[Date Prev][Date Next][Thread Prev][Thread Next][Date Index][Thread Index]

[ns] Fix: ns and compiling with -O2 on Linux x86




In ns-2.1b7a the FPU was not being correctly set up for use on Intel x86
based Linux machines. This lead to validation failures, portability
problems and inconsistent floating point calculations when compiler
optimisations were being used.

Looking at the cvs tree there have been attempted fixes for this since cvs
revision 1.16 of tclAppInit.cc . 

My fix for this is to explicitly set up the floating point unit to use
56-bit precision and nearest rounding when ns starts. There was code to
do this in tclAppInit.cc but it appears to be not setting the codeword
correctly. The patch attached simplifies the code and gets this setup
working again using the fpu_control.h glibc header. I've tried it on a
RH6.2 Pentium III and a RH6.1 Celeron both using egcs-2.91.66 with -O2 and
it passes the validation suites. 

This should mean that -O2 optimisations can be used on Linux x86. It
should also fix the problems described in:
http://www.isi.edu/nsnam/archive/ns-users/webarch/1999/msg04185.html
regarding Linux and floating point portability problems. 

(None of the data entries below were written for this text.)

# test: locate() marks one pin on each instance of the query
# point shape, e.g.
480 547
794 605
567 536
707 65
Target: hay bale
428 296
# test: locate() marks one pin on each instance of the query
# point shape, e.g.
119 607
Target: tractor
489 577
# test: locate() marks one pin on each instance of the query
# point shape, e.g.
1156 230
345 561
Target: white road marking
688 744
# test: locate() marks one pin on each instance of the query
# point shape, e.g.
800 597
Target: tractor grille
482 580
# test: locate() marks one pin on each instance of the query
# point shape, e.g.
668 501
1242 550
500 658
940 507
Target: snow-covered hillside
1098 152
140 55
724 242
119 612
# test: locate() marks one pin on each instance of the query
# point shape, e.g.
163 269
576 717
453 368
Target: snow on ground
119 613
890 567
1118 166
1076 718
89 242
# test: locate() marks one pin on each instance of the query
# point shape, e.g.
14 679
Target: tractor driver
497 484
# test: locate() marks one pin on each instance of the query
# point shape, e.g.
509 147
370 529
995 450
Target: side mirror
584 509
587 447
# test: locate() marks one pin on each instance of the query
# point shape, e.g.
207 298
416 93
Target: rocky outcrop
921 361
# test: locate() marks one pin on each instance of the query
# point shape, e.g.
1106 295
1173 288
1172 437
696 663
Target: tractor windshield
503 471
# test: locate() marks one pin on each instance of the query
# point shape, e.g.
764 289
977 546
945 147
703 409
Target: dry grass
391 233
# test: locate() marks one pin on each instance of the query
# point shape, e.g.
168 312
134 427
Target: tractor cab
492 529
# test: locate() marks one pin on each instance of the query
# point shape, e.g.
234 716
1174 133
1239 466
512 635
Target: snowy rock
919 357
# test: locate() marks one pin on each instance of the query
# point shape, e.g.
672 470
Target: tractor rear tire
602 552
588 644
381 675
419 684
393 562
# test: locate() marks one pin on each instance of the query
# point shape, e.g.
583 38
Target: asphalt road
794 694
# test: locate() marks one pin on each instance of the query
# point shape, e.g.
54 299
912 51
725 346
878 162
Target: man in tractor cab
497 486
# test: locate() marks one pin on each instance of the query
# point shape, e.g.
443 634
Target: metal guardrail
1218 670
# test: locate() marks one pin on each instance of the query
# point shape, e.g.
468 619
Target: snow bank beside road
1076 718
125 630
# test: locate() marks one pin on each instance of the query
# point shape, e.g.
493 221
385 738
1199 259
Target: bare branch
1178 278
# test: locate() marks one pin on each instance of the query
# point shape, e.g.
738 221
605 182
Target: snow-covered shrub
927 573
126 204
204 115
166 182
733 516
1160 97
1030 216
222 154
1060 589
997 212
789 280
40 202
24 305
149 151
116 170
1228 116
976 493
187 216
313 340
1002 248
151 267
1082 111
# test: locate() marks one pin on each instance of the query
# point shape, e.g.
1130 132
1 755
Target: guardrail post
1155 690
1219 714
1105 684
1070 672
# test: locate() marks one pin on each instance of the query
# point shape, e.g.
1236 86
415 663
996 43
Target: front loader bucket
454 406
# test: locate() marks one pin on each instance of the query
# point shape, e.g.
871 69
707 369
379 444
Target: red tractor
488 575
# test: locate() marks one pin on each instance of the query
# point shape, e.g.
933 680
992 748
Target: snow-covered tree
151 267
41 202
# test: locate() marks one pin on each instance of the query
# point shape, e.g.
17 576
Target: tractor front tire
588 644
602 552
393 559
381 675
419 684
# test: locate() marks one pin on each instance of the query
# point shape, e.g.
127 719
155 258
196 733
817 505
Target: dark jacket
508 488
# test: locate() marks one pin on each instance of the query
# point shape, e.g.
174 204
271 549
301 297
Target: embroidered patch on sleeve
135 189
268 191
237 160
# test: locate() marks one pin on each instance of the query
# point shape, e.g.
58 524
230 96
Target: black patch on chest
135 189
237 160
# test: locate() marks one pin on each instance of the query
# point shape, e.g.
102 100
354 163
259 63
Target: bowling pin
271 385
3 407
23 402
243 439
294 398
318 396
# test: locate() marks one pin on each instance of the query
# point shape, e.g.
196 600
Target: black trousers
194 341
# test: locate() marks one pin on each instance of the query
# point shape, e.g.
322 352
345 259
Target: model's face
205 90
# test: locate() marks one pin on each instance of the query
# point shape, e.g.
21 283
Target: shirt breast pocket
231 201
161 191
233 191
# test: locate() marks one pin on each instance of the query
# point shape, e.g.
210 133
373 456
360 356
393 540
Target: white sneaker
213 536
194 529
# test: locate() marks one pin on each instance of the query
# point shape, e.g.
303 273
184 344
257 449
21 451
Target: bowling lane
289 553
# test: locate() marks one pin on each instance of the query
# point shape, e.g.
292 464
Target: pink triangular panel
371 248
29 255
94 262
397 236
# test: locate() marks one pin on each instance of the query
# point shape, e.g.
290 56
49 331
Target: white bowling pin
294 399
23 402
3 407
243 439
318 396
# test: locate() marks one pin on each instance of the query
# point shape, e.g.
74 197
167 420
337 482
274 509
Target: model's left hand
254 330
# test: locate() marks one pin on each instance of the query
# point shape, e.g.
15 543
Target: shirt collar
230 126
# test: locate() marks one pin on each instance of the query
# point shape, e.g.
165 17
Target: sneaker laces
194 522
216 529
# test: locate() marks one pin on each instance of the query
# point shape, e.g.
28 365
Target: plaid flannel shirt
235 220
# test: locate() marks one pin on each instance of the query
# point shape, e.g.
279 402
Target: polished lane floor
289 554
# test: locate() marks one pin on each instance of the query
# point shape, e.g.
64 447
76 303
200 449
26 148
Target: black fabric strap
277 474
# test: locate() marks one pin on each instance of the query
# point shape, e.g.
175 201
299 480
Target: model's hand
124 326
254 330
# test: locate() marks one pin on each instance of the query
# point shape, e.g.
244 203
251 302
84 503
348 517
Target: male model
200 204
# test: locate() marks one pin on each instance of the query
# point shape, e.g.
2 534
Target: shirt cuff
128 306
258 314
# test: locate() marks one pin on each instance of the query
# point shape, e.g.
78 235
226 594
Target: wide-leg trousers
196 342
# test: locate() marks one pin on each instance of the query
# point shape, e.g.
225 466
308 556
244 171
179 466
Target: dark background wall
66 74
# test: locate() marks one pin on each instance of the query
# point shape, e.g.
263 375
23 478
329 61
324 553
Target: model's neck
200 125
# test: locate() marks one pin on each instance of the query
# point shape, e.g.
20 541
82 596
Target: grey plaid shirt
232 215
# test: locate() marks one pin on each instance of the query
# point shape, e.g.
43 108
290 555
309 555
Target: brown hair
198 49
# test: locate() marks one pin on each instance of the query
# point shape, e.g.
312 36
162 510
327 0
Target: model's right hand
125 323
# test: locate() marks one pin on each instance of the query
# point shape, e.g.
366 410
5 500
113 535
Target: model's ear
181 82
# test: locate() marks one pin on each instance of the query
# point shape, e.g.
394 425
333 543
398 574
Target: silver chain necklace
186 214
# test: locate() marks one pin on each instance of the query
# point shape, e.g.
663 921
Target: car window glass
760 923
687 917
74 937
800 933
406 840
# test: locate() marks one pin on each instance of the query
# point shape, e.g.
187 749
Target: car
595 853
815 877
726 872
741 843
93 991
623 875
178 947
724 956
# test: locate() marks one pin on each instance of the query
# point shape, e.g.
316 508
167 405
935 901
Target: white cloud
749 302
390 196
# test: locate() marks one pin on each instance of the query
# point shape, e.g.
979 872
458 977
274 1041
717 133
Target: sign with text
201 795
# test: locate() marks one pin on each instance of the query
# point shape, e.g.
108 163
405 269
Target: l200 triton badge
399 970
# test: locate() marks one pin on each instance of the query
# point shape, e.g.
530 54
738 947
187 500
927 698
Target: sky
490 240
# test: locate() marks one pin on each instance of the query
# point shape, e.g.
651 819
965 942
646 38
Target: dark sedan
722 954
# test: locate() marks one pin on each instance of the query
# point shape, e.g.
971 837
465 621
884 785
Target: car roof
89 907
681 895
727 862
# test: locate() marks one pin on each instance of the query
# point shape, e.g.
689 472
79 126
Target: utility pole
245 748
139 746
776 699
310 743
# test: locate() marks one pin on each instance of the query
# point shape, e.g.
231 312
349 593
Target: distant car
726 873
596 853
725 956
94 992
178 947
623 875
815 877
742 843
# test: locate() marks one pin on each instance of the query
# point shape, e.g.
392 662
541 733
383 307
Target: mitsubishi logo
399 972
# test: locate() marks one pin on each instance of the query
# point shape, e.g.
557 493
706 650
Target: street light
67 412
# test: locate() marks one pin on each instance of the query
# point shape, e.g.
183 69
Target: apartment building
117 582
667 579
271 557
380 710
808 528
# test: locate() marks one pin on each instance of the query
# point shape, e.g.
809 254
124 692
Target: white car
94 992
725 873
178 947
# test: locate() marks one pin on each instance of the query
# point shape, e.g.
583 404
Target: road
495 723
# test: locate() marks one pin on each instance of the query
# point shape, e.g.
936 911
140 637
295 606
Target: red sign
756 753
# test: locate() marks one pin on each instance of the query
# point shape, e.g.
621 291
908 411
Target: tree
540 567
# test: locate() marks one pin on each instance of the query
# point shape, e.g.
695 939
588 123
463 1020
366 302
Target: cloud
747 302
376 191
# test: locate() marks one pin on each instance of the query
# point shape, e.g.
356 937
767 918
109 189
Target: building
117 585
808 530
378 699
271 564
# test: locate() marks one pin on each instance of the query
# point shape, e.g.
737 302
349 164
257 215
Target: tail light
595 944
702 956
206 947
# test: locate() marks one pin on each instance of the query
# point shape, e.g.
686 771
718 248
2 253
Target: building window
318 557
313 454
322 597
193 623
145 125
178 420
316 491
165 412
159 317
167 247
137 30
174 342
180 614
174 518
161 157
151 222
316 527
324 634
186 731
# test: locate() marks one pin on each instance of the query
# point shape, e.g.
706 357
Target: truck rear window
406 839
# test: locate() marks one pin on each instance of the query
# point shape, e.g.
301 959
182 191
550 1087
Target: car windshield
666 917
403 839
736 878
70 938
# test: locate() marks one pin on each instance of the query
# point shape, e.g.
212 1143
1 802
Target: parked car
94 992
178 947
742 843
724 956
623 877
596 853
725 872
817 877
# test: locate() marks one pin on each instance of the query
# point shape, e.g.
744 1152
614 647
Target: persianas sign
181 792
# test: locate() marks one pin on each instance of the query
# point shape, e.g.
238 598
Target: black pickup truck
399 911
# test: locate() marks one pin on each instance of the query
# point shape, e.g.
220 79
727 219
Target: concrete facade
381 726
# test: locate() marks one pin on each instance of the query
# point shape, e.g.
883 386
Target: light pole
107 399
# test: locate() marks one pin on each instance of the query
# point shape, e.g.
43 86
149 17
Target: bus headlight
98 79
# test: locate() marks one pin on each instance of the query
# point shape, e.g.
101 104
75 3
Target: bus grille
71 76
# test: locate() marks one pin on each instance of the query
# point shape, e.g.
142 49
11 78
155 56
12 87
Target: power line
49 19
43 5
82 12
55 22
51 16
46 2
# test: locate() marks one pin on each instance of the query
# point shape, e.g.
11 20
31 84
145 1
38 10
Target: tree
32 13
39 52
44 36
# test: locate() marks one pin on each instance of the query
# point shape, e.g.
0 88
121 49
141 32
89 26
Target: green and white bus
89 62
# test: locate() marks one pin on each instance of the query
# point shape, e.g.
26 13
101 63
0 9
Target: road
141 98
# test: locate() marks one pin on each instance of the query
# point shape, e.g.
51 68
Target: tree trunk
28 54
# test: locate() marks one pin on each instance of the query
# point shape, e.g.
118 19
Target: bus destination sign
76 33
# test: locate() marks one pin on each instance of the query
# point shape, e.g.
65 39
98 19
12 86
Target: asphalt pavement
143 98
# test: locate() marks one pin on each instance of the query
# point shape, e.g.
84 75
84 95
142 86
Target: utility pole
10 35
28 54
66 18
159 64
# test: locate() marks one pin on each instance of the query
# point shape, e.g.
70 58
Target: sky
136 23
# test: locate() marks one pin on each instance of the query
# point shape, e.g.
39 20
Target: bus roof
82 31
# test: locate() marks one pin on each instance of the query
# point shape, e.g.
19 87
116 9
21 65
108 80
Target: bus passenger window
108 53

Please see the patch to tclAppInit.cc against ns-2.1b7a attached.

Tom

ps looking through the source there are several possible "int main(int
argc, char **argv)" entry points for ns in tclAppInit.cc, tkAppInit.cc
and ns_tclsh.cc. Only tclAppInit.o actually gets linked into the ns 
binary, do ns_tclsh.cc and tkAppInit.cc actually do anything or are they
cruft that should be removed?
--- tclAppInit.cc.orig	Fri Mar  2 11:44:50 2001
+++ tclAppInit.cc	Fri Mar  2 11:46:02 2001
@@ -63,63 +63,34 @@
 
 
 #if defined(linux) && defined(i386)
-#ifndef HAVE_FESETPRECISION
-/*
- * From:
- |  Floating-point environment <fenvwm.h>                                    |
- | Copyright (C) 1996, 1997, 1998, 1999                                      |
- |                     W. Metzenthen, 22 Parker St, Ormond, Vic 3163,        |
- |                     Australia.                                            |
- |                     E-mail   [email protected]                          |
- * used here with permission.
- */
-#define FE_FLTPREC       0x000
-#define FE_INVALIDPREC   0x100
-#define FE_DBLPREC       0x200
-#define FE_LDBLPREC      0x300
-/*
- * From:
- * fenvwm.c
- | Copyright (C) 1999                                                        |
- |                     W. Metzenthen, 22 Parker St, Ormond, Vic 3163,        |
- |                     Australia.  E-mail   [email protected]              |
- * used here with permission.
- */
-/*
-  Set the precision to prec if it is a valid
-  floating point precision macro.
-  Returns 1 if precision set, 0 otherwise.
-  */
-int fesetprecision(int prec)
-{
-  unsigned short cw;
-  asm volatile ("fnstcw %0":"=m" (cw));
-  if ( !(prec & ~FE_LDBLPREC) && (prec != FE_INVALIDPREC) )
-    {
-      cw = (cw & ~FE_LDBLPREC) | (prec & FE_LDBLPREC);
-      asm volatile ("fldcw %0":"=m" (cw));
-      return 1;
-    }
-  else
-    return 0;
-}
-#endif /* !HAVE_FESETPRECISION */
+#include <fpu_control.h>
 
 /*
- * Linux i386 uses 60-bit floats for calculation,
+ * Linux x86 uses 60-bit floats for calculation,
  * not 56-bit floats, giving different results.
  * Fix that.
- *
- * See <http://www.linuxsupportline.com/~billm/faq.html>
+ * 
+ * See <http://www.suburbia.net/~billm/floating-point/index.html>
  * for why we do this fix.
  *
- * This function is derived from wmexcep
+ * The macros and constants set in <fpu_control.h> are used here. 
  *
  */
+
 void
 fix_i386_linux_floats()
 {
-	fesetprecision(FE_DBLPREC);
+  unsigned short mode =0;
+
+  // masks for exceptions  (see fpu_control.h)
+  mode |= _FPU_MASK_IM | _FPU_MASK_DM; // invalid op and denormalized op 
+  mode |= _FPU_MASK_ZM | _FPU_MASK_PM; // zerodiv and precision
+  mode |= _FPU_MASK_UM | _FPU_MASK_OM; // overflow and underflow
+  
+  // set precision to double and rounding to nearest (as IEEE 754)
+  mode |= _FPU_DOUBLE | _FPU_RC_NEAREST;
+
+  _FPU_SETCW(mode);  
 }
 #endif